Georgi Gospodinov gave the third Lancaster International Fiction Lecture on Monday, October 23, 2023, as part of Litfest’s “Autumn Weekend.”
What can fiction (including in translation) do in times like ours? Nothing. That would be the shortest, punchiest, and most pessimistic answer to this question. But if we were actually (and not for the sake of a rhetorical flourish) to answer it like this, we should immediately nix this text, close down the festivals, toss the books out of the libraries, give up on creating literature, and sit meekly waiting for the end of the world. Because if we stop telling stories about the world, the end is indeed near.

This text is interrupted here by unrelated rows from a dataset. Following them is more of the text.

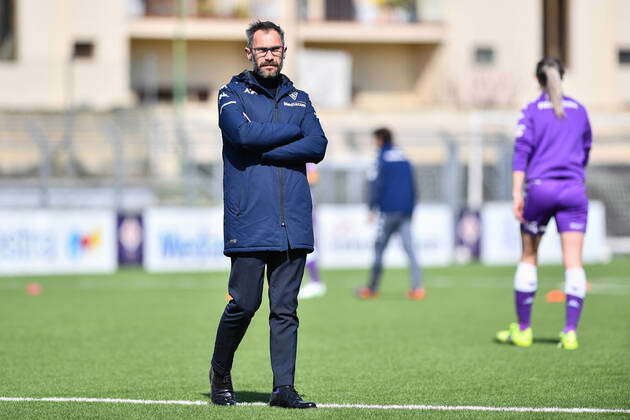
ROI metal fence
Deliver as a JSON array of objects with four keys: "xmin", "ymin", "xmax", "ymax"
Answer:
[{"xmin": 0, "ymin": 108, "xmax": 630, "ymax": 236}]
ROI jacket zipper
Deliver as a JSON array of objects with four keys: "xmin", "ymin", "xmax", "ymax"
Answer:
[{"xmin": 273, "ymin": 97, "xmax": 291, "ymax": 260}]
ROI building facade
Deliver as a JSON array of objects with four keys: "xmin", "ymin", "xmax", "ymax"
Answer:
[{"xmin": 0, "ymin": 0, "xmax": 630, "ymax": 111}]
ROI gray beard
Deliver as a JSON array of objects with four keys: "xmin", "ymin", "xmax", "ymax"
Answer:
[{"xmin": 254, "ymin": 63, "xmax": 282, "ymax": 79}]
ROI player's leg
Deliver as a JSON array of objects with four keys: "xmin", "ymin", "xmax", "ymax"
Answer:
[
  {"xmin": 210, "ymin": 252, "xmax": 266, "ymax": 405},
  {"xmin": 497, "ymin": 231, "xmax": 542, "ymax": 347},
  {"xmin": 400, "ymin": 216, "xmax": 425, "ymax": 300},
  {"xmin": 267, "ymin": 250, "xmax": 315, "ymax": 408},
  {"xmin": 514, "ymin": 232, "xmax": 542, "ymax": 331},
  {"xmin": 357, "ymin": 213, "xmax": 398, "ymax": 298},
  {"xmin": 556, "ymin": 183, "xmax": 588, "ymax": 350},
  {"xmin": 497, "ymin": 182, "xmax": 556, "ymax": 347}
]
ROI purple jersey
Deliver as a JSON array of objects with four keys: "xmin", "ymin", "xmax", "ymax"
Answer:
[{"xmin": 512, "ymin": 93, "xmax": 592, "ymax": 182}]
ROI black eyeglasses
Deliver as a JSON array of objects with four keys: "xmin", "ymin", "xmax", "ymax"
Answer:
[{"xmin": 251, "ymin": 45, "xmax": 284, "ymax": 57}]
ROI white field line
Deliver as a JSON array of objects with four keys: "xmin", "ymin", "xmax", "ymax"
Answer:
[{"xmin": 0, "ymin": 397, "xmax": 630, "ymax": 414}]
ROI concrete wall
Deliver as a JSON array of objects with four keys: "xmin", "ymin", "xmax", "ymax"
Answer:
[
  {"xmin": 0, "ymin": 0, "xmax": 630, "ymax": 111},
  {"xmin": 0, "ymin": 0, "xmax": 129, "ymax": 109}
]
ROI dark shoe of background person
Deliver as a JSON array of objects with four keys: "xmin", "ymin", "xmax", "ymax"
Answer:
[
  {"xmin": 269, "ymin": 385, "xmax": 317, "ymax": 408},
  {"xmin": 210, "ymin": 368, "xmax": 236, "ymax": 405}
]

Literature, storytelling, and fiction in particular can actually perform simple miracles. My first experience of this came when I was six or seven years old, so I’ll start with a personal story. I had a nightmare, which not only was terrible, but it also recurred every night. One morning I got up the courage to tell it to my grandmother (at the time I was living with her in the village). But as soon as I started, she stopped me, pressing a finger to her lips. Scary dreams should not be retold, because it makes them come true. Actually, she put it much more beautifully: they fill with blood and come to life. So I was left alone with my nightmare, unable to tell it to anyone, yet also lacking the strength to hold it in. Then I came up with the, to my mind, brilliant idea—we can only be brilliant at six or seven—of writing down my dream. I secretly tore a page out of my grandpa’s notebook and using the freshly learned letters of the alphabet, in a rather ugly scrawl, I wrote out my dream. And . . . I got my miracle. I never had that nightmare again. But I also never forgot it. That was the price. (I still remember it today, forty-nine years later; I may decide to tell it at the end of the lecture.)

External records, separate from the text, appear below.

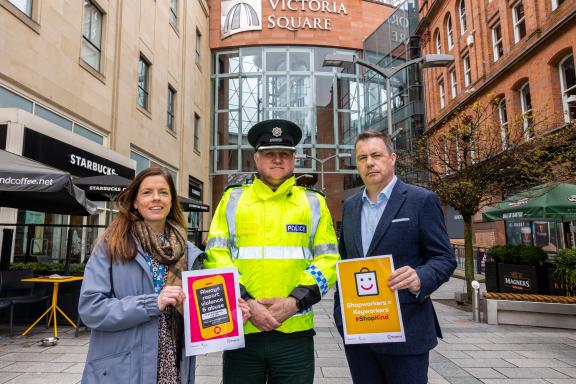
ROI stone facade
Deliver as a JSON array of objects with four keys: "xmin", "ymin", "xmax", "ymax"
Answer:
[{"xmin": 0, "ymin": 0, "xmax": 211, "ymax": 213}]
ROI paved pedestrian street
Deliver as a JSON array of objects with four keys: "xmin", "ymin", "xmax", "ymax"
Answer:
[{"xmin": 0, "ymin": 279, "xmax": 576, "ymax": 384}]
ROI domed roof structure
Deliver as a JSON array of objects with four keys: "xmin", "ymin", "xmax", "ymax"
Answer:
[{"xmin": 222, "ymin": 0, "xmax": 261, "ymax": 37}]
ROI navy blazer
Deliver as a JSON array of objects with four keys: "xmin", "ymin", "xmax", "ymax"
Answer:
[{"xmin": 334, "ymin": 179, "xmax": 456, "ymax": 355}]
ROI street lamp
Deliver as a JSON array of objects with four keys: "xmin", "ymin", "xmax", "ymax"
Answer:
[
  {"xmin": 296, "ymin": 153, "xmax": 352, "ymax": 192},
  {"xmin": 322, "ymin": 53, "xmax": 454, "ymax": 139}
]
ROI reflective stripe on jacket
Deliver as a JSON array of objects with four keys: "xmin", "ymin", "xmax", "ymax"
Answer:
[{"xmin": 205, "ymin": 177, "xmax": 339, "ymax": 333}]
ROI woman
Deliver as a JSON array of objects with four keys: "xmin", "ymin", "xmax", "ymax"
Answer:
[{"xmin": 79, "ymin": 168, "xmax": 207, "ymax": 384}]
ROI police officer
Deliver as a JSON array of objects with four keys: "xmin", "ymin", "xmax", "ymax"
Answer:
[{"xmin": 205, "ymin": 120, "xmax": 339, "ymax": 384}]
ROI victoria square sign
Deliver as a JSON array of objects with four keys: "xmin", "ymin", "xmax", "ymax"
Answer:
[{"xmin": 220, "ymin": 0, "xmax": 348, "ymax": 39}]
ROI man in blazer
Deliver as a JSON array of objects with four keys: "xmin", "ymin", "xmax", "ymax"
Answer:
[{"xmin": 334, "ymin": 131, "xmax": 456, "ymax": 384}]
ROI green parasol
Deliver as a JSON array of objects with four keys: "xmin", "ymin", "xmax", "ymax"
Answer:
[{"xmin": 482, "ymin": 183, "xmax": 576, "ymax": 221}]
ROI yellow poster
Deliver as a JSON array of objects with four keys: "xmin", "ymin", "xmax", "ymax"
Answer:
[{"xmin": 337, "ymin": 255, "xmax": 406, "ymax": 344}]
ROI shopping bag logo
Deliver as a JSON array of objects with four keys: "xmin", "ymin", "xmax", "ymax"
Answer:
[{"xmin": 354, "ymin": 267, "xmax": 378, "ymax": 296}]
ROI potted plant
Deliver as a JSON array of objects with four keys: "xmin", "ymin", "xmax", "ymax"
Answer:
[{"xmin": 550, "ymin": 248, "xmax": 576, "ymax": 296}]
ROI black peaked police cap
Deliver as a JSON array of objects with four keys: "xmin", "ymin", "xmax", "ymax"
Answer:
[{"xmin": 248, "ymin": 119, "xmax": 302, "ymax": 151}]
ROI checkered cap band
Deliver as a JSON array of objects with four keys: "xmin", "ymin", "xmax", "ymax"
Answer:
[{"xmin": 306, "ymin": 264, "xmax": 328, "ymax": 296}]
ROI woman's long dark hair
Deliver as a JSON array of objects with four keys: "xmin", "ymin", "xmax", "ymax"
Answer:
[{"xmin": 104, "ymin": 167, "xmax": 186, "ymax": 262}]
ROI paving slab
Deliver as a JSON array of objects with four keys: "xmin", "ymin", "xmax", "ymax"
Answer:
[{"xmin": 0, "ymin": 278, "xmax": 576, "ymax": 384}]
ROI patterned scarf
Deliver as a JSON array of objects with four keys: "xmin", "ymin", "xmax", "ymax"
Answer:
[
  {"xmin": 132, "ymin": 220, "xmax": 188, "ymax": 370},
  {"xmin": 132, "ymin": 220, "xmax": 188, "ymax": 315}
]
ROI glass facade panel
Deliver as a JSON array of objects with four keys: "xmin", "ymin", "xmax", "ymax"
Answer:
[
  {"xmin": 266, "ymin": 50, "xmax": 287, "ymax": 71},
  {"xmin": 289, "ymin": 52, "xmax": 310, "ymax": 72},
  {"xmin": 266, "ymin": 75, "xmax": 288, "ymax": 108},
  {"xmin": 289, "ymin": 75, "xmax": 312, "ymax": 107},
  {"xmin": 216, "ymin": 52, "xmax": 240, "ymax": 74},
  {"xmin": 211, "ymin": 46, "xmax": 364, "ymax": 174},
  {"xmin": 130, "ymin": 151, "xmax": 150, "ymax": 174},
  {"xmin": 242, "ymin": 48, "xmax": 262, "ymax": 73}
]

There are two things I want to pull from the thread of this memory today. Writing saves us from our fears. The second thing is that writing produces memory. We tell stories so as to remember. Sometimes the inverse is true—we remember so as to have a story to tell. Yes, writing produces memory, even if that memory is of frightening things. But the memory of frightening things is not always a frightening memory. On the contrary, once told, once cozily set in the rooms of memory, frightening things begin to lose their frightfulness. Through storytelling, we tame, little by little, the beasts of fear.
Why do we tell children stories at night before they fall asleep? For the same reason that myths exist. We tell stories to tame the world, which was primordially wild in its inception, and which is now growing feral or savage at its end. We tell stories to explain a chaotic and inexplicable world of thunderstorms, fire, and floods outside of us, as well as a world of the same elements within us. As we tell stories, we create the illusion that this world is even narratable (that it can be shoehorned into words and shared) and orderable (that it can be organized) at all. Secretly, I suspect there is no order and only our stories create it. But that makes our narrative all the more important.

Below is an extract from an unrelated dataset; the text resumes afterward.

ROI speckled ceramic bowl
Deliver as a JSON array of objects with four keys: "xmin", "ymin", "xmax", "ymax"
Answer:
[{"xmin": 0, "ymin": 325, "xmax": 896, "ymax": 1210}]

As the author of a novel called The Physics of Sorrow, allow me to digress for a moment into quantum physics. According to Heisenberg’s Uncertainty Principle, formulated in the 1920s, the mere observation of a process and the role of the observer can change the parameters of that process. In other words, something unfolds one way or another in quantum physics depending on whether it is being observed or not. By analogy, if no one observed and narrated this world, who knows what would have happened to it; wouldn’t it have fallen apart long ago? So now we arrive at yet another obligation and responsibility for the already overwhelmed figure of the writer, as well as at one more reason for telling stories. We narrate to preserve the wholeness of the world. And to bring meaning to what happens to it and to us (in the face of the secret suspicion that there is no meaning). For the same reason, we read books and especially fiction.
Many people mistakenly believe that fiction is imaginary, untrue, nonfactual literature, and thus they divide literature into fictional and documentary (i.e., close to the truth). I find this a profound misunderstanding. Fiction creates a myth and gives meaning to reality, it invents a legend of the visible, shapes it into narrative, and explains it to us. “Myth is the nothing that is everything,” says Pessoa.
Fiction can generate real memories. I will never forget how, after reading War and Peace, I lay on the Austerlitz battlefield and watched the clouds above me as if for the first time. How could I have never noticed them before? I tell myself in my own voice, not that of the wounded Prince Bolkonsky. After One Hundred Years of Solitude, I have a clear memory of an afternoon when my father took me to the Gypsies to see real ice for the first time. I also remember a blizzard and the candle flickering in the room à la Pasternak.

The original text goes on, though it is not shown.